Last month, a family from northern Israel was visiting the museum when their youngest son tipped over the jar, which smashed into pieces.

Alex Geller, the boy’s father, said his son — the youngest of three — is exceptionally curious, and that the moment he heard the crash, “please let that not be my child” was the first thought that raced through his head.

The jar has been on display at the Hecht Museum in Haifa for 35 years. It was one of the only containers of its size and from that period still complete when it was discovered.

The Bronze Age jar is one of many artifacts exhibited out in the open, part of the Hecht Museum’s vision of letting visitors explore history without glass barriers, said Inbal Rivlin, the director of the museum, which is associated with Haifa University in northern Israel.

It was likely used to hold wine or oil, and dates back to between 2200 and 1500 B.C.
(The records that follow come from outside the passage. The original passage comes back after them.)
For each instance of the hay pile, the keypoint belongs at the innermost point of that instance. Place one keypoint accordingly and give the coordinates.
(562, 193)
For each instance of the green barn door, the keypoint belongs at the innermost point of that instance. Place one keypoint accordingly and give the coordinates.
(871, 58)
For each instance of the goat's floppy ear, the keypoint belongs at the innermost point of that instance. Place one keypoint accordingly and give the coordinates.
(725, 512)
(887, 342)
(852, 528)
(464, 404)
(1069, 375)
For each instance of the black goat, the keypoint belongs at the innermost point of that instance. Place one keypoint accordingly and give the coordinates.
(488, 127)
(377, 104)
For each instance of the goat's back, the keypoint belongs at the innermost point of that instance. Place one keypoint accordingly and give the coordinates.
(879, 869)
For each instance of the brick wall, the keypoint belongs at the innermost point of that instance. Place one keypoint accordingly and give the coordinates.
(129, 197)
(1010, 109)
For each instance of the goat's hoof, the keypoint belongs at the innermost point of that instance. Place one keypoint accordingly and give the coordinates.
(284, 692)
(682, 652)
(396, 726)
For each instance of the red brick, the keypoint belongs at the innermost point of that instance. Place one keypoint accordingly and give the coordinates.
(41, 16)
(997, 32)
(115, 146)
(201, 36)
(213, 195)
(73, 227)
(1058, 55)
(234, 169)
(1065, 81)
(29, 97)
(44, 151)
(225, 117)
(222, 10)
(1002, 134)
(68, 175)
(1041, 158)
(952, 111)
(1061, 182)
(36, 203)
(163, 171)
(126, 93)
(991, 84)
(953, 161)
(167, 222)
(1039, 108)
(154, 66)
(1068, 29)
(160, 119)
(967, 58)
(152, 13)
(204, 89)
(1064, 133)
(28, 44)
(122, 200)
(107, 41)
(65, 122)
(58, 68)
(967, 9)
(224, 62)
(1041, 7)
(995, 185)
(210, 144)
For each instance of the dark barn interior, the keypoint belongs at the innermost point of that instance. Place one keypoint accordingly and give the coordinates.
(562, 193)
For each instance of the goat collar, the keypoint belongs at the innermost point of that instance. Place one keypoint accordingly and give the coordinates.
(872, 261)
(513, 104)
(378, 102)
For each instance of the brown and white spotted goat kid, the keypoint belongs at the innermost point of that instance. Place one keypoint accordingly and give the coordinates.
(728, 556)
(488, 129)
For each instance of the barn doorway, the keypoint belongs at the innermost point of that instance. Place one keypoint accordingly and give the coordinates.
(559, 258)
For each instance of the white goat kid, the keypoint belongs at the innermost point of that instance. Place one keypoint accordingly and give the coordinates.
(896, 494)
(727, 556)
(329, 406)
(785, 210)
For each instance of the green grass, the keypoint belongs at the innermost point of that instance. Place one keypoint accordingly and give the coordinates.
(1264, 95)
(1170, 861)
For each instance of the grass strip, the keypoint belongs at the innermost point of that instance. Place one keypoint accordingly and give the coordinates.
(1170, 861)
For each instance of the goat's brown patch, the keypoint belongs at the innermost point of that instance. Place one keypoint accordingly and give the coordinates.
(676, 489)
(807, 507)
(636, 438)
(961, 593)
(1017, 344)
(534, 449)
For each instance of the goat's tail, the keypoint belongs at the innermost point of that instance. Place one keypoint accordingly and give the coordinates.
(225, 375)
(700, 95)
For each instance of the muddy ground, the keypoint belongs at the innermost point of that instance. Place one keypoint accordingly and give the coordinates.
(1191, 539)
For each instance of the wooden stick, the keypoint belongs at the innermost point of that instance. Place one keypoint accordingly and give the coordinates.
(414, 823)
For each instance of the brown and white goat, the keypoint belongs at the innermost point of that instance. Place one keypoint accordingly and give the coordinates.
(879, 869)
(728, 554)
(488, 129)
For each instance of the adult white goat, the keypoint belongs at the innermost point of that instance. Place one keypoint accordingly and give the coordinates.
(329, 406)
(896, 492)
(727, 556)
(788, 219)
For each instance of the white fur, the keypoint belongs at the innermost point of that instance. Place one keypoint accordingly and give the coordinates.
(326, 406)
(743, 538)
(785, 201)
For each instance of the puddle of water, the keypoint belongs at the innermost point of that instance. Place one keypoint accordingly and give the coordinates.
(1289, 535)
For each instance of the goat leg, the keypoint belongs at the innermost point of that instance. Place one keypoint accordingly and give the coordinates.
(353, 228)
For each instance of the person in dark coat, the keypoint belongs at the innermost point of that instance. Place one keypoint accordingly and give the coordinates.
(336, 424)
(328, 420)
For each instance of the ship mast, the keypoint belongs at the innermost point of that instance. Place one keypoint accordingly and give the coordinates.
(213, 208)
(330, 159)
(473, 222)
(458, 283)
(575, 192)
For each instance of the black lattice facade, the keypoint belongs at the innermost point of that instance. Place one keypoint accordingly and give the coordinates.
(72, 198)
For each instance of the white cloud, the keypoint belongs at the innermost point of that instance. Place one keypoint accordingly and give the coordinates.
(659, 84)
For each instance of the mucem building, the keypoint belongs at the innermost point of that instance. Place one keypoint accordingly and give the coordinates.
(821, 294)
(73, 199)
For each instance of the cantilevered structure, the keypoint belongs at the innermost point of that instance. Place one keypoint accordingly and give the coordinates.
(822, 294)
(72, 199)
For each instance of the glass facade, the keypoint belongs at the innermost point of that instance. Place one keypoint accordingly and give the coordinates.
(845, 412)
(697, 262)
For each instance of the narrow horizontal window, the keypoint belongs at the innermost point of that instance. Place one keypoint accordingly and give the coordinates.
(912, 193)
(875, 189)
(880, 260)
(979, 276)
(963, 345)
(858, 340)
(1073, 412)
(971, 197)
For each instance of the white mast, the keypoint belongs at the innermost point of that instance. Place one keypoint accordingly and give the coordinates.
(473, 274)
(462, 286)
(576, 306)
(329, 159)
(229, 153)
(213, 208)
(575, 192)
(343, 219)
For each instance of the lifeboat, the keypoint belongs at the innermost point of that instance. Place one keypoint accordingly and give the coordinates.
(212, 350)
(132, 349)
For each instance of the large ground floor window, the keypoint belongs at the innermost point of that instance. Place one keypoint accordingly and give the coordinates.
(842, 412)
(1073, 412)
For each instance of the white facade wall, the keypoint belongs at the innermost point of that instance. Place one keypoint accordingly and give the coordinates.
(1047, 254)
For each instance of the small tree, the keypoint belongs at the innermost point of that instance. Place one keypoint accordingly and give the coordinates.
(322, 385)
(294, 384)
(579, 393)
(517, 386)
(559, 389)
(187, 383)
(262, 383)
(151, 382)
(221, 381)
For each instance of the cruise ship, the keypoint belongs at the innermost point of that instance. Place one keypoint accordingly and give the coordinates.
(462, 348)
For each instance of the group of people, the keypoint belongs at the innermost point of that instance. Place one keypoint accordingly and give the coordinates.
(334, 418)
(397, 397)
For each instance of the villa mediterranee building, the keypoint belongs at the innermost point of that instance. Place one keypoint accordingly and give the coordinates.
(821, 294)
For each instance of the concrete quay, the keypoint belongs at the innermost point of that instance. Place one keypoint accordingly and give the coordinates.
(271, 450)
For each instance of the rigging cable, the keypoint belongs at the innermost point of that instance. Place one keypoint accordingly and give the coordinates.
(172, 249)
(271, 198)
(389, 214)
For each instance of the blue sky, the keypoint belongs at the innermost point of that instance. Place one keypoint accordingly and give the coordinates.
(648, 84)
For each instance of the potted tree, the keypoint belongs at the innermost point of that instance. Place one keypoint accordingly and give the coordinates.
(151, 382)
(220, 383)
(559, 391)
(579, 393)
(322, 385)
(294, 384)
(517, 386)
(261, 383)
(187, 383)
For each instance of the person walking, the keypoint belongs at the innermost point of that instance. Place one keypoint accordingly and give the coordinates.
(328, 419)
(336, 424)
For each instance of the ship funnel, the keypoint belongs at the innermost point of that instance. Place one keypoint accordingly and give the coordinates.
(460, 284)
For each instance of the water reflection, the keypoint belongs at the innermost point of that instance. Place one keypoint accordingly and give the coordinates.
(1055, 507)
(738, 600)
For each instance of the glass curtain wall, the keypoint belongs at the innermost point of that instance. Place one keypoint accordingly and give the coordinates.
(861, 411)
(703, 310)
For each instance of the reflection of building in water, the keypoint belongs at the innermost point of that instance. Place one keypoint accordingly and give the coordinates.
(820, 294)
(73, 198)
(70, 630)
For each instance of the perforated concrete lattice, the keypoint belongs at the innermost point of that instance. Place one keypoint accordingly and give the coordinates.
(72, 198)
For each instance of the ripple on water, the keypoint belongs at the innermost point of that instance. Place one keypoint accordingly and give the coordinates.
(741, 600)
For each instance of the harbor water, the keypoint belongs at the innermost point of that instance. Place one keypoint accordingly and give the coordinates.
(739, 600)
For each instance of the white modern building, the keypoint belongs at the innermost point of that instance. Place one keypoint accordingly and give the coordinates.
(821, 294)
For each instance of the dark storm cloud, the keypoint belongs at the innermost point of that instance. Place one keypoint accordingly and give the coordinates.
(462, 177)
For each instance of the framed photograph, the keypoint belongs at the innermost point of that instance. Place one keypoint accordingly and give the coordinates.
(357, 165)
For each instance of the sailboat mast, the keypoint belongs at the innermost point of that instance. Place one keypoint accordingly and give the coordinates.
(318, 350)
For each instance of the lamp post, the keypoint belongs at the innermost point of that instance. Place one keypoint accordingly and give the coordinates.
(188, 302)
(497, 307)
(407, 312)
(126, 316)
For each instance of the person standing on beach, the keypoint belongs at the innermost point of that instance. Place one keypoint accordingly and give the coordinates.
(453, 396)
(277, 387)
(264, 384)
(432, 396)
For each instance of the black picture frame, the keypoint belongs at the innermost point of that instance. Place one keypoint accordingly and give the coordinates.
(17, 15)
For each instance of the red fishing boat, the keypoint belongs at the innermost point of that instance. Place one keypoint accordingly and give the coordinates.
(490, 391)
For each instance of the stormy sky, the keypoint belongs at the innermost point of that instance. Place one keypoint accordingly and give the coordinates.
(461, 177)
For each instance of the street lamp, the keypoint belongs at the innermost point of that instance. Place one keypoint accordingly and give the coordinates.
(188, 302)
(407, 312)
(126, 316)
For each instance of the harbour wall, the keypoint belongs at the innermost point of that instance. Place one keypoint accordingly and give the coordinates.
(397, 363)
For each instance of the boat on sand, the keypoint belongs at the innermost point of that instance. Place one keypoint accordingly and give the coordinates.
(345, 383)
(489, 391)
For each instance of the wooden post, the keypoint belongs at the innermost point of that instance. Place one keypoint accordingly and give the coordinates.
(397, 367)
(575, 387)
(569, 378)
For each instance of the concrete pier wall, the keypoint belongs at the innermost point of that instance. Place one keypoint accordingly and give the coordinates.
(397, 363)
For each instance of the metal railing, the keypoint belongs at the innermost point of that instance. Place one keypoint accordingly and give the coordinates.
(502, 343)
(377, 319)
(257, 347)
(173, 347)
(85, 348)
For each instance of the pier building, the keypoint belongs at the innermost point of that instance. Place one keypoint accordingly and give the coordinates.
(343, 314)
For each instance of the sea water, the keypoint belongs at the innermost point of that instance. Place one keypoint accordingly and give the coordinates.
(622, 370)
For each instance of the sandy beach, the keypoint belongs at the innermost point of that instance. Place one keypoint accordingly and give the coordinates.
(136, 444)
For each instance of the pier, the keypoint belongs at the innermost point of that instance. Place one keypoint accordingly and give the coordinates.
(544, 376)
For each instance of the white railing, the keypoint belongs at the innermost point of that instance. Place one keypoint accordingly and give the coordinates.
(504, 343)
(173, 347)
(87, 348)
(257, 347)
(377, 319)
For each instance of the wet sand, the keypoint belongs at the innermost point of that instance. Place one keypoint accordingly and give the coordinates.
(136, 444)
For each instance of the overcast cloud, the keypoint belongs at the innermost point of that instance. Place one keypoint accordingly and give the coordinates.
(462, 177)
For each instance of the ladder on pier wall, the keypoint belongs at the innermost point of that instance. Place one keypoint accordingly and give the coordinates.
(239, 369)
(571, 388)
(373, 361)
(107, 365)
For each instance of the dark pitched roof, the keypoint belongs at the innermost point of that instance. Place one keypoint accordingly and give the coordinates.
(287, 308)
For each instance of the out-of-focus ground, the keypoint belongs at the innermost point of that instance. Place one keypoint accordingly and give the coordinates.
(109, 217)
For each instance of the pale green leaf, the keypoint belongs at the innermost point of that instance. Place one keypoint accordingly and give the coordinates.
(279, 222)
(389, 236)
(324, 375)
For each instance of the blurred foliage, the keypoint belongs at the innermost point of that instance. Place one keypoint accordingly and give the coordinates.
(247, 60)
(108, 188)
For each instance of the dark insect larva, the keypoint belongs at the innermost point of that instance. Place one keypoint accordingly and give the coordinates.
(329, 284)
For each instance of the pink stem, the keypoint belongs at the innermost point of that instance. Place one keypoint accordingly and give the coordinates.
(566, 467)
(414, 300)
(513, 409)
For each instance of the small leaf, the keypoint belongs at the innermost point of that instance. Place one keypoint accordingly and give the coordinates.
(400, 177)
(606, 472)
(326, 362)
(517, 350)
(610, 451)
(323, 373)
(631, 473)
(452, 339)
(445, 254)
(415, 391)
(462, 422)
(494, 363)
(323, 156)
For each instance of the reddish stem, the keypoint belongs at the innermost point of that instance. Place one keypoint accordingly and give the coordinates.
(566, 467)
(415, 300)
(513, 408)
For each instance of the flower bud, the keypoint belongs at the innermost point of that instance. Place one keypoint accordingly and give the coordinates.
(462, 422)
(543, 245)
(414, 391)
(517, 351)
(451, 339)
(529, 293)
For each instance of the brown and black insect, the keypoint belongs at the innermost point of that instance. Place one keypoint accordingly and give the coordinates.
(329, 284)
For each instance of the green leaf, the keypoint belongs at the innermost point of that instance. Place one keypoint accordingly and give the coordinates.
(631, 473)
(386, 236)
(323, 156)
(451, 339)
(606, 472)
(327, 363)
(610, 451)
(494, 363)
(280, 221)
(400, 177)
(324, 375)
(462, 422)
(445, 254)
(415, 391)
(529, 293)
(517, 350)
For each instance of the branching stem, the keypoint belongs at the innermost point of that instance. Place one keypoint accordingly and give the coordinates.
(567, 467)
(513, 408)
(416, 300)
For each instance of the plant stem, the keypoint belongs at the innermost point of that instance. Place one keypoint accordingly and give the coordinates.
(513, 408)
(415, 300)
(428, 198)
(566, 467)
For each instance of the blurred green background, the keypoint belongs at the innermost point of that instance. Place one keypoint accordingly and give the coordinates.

Rivlin and the museum decided to turn the moment, which captured international attention, into a teaching moment, inviting the Geller family back for a special visit and hands-on activity to illustrate the restoration process.

Rivlin added that the incident provided a welcome distraction from the ongoing war in Gaza. “Well, he’s just a kid. So I think that somehow it touches the heart of the people in Israel and around the world,“ said Rivlin.

Roee Shafir, a restoration expert at the museum, said the repairs would be fairly simple, as the pieces were from a single, complete jar. Archaeologists often face the more daunting task of sifting through piles of shards from multiple objects and trying to piece them together.

Experts used 3D technology, hi-resolution videos, and special glue to painstakingly reconstruct the large jar.

Less than two weeks after it broke, the jar went back on display at the museum. The gluing process left small hairline cracks, and a few pieces are missing, but the jar’s impressive size remains.

The only noticeable difference in the exhibit was a new sign reading “please don’t touch.”